Tuesday, June 28, 2016

A Call to be Salt of the Earth

Not only those in leadership positions in the Church but those who trust the  Church are  concerned with what is happening: seen by some as  a crisis within the Church. A  seminary professor in his column in the Catholic Times gives his readers a reason to be concerned for the privatization and individualization of our faith life.
   
Rate of the increase of believers continues to decrease.  Increase in the second half of the 1980s was a unique event but to explain the decrease is not easily done. Consequently, the number of those attending Mass on Sundays is noticeably not increasing. There is little difference in the numbers that were attending Mass 10 years ago and today.

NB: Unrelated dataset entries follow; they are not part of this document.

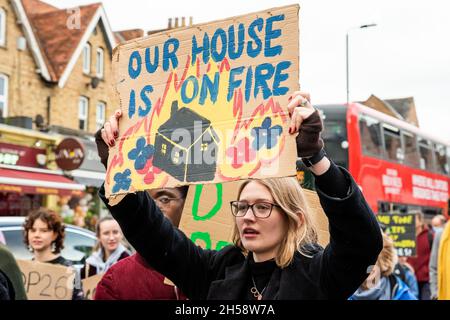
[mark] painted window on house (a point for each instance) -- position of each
(100, 63)
(83, 111)
(87, 58)
(3, 95)
(100, 114)
(2, 27)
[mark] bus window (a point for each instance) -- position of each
(426, 154)
(440, 153)
(411, 153)
(393, 145)
(370, 135)
(335, 138)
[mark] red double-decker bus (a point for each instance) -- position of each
(399, 167)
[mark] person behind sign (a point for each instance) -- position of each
(44, 237)
(148, 284)
(109, 248)
(275, 255)
(383, 283)
(421, 261)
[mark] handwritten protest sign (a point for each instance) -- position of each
(44, 281)
(402, 229)
(206, 104)
(207, 218)
(90, 285)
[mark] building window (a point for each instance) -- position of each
(2, 27)
(83, 110)
(87, 58)
(100, 114)
(3, 95)
(100, 63)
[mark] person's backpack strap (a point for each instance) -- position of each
(430, 238)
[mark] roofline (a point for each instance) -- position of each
(100, 14)
(401, 124)
(29, 34)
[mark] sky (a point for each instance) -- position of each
(406, 54)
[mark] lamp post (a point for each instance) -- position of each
(347, 59)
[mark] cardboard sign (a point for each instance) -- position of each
(206, 104)
(402, 229)
(44, 281)
(207, 219)
(90, 285)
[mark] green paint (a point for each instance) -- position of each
(203, 236)
(214, 210)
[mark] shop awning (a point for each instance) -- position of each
(21, 181)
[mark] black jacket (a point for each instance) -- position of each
(333, 273)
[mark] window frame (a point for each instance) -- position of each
(100, 53)
(4, 97)
(99, 122)
(378, 123)
(87, 49)
(85, 117)
(2, 27)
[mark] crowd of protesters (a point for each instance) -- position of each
(274, 255)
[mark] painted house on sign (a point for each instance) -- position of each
(186, 146)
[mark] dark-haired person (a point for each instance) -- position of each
(132, 278)
(44, 236)
(109, 248)
(274, 255)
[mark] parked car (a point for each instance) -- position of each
(78, 243)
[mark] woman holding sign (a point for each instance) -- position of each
(275, 255)
(44, 236)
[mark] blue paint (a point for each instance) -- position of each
(212, 87)
(248, 83)
(122, 181)
(148, 103)
(280, 77)
(132, 104)
(204, 50)
(184, 96)
(252, 51)
(141, 153)
(263, 73)
(272, 34)
(135, 57)
(234, 53)
(149, 65)
(170, 56)
(234, 83)
(266, 135)
(219, 56)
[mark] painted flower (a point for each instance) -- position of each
(241, 153)
(122, 180)
(266, 135)
(141, 154)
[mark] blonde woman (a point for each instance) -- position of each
(275, 255)
(382, 283)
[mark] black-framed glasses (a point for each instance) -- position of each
(261, 209)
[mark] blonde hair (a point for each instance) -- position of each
(288, 194)
(387, 259)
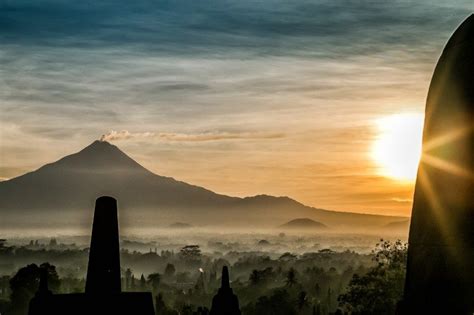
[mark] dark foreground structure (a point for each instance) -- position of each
(103, 287)
(440, 267)
(225, 302)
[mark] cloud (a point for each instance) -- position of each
(181, 137)
(402, 200)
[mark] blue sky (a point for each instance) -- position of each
(242, 97)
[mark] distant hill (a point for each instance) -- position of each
(303, 223)
(180, 225)
(63, 194)
(398, 225)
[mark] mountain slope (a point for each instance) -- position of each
(64, 192)
(303, 223)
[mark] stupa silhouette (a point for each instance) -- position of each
(440, 266)
(225, 302)
(103, 294)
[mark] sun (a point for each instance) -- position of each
(397, 147)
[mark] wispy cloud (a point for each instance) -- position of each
(402, 200)
(181, 137)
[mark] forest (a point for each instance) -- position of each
(183, 281)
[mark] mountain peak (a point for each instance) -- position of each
(100, 145)
(99, 156)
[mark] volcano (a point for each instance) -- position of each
(63, 193)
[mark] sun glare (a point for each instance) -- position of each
(397, 147)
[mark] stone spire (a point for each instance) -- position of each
(440, 272)
(103, 273)
(225, 302)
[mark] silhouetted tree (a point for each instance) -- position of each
(24, 285)
(291, 277)
(154, 280)
(378, 291)
(170, 270)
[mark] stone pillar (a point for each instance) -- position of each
(440, 267)
(103, 273)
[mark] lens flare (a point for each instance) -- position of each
(397, 147)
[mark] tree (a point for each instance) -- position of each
(24, 285)
(279, 303)
(170, 270)
(154, 280)
(142, 282)
(378, 291)
(291, 277)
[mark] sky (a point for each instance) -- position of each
(242, 97)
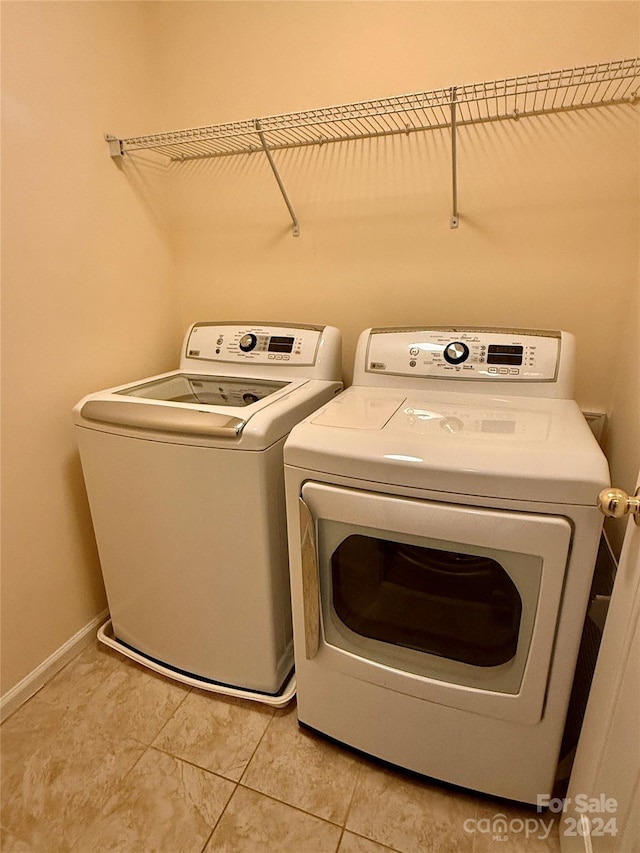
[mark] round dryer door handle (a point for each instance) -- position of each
(615, 503)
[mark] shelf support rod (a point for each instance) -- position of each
(265, 148)
(455, 217)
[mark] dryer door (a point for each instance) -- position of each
(449, 603)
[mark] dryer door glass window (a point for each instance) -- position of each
(440, 609)
(456, 605)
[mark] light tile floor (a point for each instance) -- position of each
(111, 757)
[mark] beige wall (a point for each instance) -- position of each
(88, 297)
(549, 206)
(96, 259)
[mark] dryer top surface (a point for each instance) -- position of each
(524, 448)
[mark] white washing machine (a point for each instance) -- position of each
(443, 529)
(184, 476)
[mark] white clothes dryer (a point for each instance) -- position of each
(443, 529)
(184, 476)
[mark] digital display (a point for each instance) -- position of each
(498, 354)
(279, 343)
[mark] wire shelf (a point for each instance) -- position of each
(582, 87)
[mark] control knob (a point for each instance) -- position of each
(248, 342)
(456, 352)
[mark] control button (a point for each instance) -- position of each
(456, 352)
(248, 342)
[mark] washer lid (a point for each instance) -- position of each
(182, 408)
(471, 444)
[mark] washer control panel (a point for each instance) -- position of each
(465, 353)
(253, 343)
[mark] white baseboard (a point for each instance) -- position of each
(36, 679)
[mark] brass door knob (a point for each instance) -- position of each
(615, 503)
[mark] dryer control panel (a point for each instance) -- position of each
(254, 343)
(514, 355)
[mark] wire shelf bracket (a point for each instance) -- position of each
(265, 147)
(513, 98)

Those willing to serve in the different organizations are difficult to find. Convents and seminaries have dropped in the number of vocations. Activity of the young within the church is not what it was, and we  have a  change to an aged  European-like church. Even among the devout, many are not following the teachings. The numbers going to confession have dropped. Members of the Legion of Mary who are visiting the sick, and the poor have decreased. Sacrifice and detachment among the members are not easily found. Human nature wants to avoid the difficult, but love, and our faith should overcome this tendency, but we don't easily see it, although he knows it exists.

Many are attending prayer meetings, but individualistic religious life is not abandoned. Pope Francis calls this:"a spiritual consumerism tailored to one’s own unhealthy individualism."  

"Many try to escape from others and take refuge in the comfort of their privacy or in a small circle of close friends, renouncing the realism of the social aspect of the Gospel. For just as some people want a purely spiritual Christ, without flesh and without the cross, they also want their interpersonal relationships provided by sophisticated equipment, by screens and systems, which can be turned on and off on command. Meanwhile, the Gospel tells us constantly to run the risk of a face-to-face encounter with others, with their physical presence which challenges us, with their pain and their pleas, with their joy, which infects us in our close and continuous interaction. True faith in the incarnate Son of God is inseparable from self-giving, from membership in the community, from service, from reconciliation with others. The Son of God, by becoming flesh, summoned us to the revolution of tenderness" (Joy of the Gospel #88).

Development in individualistic spirituality within the church may seem a spiritual maturity, but the professor sees this as a serious corruption and a great danger. We as Christians and as Church are to be the salt of the earth. We need to  continually purify our vision and desires. We are in need of reform and renewal, our answer to the call of the Gospel to be salt of the earth.